We are extremely grateful to private companies and organisations who appreciate the value of what we do, and support BNG’s initiatives through various grants and sponsorships. It is their support that allows us to deliver world-class art exhibitions and culture programming to Bermuda.

Titus Kaphar creates Tax Collector for the 2011 exhibition Re-Interpreting the European Collection. On opening night, dressed in character, he anonymously entered the gallery and sliced into the canvas of a pastiche he had created of Gainsborough’s Portrait of Thomas John Medleycott, held in the BNG Collection, before discarding both the materials and the workman’s outfit and emerging as himself, the artist.

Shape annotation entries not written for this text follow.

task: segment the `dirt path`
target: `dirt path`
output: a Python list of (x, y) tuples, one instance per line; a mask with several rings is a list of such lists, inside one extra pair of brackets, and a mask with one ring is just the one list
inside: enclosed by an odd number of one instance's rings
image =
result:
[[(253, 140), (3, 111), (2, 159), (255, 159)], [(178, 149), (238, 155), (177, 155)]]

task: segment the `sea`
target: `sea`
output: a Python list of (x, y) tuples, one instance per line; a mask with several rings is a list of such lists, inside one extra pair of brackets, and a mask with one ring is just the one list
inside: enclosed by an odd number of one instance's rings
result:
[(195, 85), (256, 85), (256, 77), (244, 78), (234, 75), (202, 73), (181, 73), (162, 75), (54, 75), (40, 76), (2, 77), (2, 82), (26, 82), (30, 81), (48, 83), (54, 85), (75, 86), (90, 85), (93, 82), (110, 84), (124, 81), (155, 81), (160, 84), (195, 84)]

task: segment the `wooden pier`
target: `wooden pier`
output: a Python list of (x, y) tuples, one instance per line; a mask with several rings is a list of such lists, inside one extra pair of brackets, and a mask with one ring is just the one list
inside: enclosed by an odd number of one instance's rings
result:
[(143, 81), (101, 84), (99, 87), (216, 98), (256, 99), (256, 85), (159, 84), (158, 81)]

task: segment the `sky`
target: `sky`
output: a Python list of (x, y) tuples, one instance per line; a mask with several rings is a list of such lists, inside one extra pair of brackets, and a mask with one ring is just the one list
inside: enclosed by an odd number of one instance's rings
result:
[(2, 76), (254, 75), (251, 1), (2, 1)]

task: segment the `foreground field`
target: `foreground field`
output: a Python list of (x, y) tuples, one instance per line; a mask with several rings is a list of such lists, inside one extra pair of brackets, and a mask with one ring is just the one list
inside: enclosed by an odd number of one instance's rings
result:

What is your favourite piece in the BNG collection and why?

The BNG collection covers such a broad range, it is impossible to choose a favorite!  My father, BNG Chairman Gary Phillips, is a collector of Charles Lloyd Tucker paintings, so I do like Flatts Hill and Blue Period (Flatts Hill), which are in BNG’s permanent collection.

In celebration of BNG’s 30th Anniversary, earlier this year we exhibited our Collection of African Art, and I really like the bronze face mask attributed to the Senufo peoples in the Ivory Coast. I’m attracted by its details, which are incredibly intricate and delicate.

Tax Collector, a performative piece that Titus Kaphar did for the 2011 exhibition Re-Interpreting the European Collection exhibition is a favorite of mine. Sadly, we don’t own it, but the fact that we – a small institution on a tiny island – have featured such prominent and current artists as Titus Kaphar (you may recall his painting for the June 2020 Time magazine cover) speaks to BNG’s reach.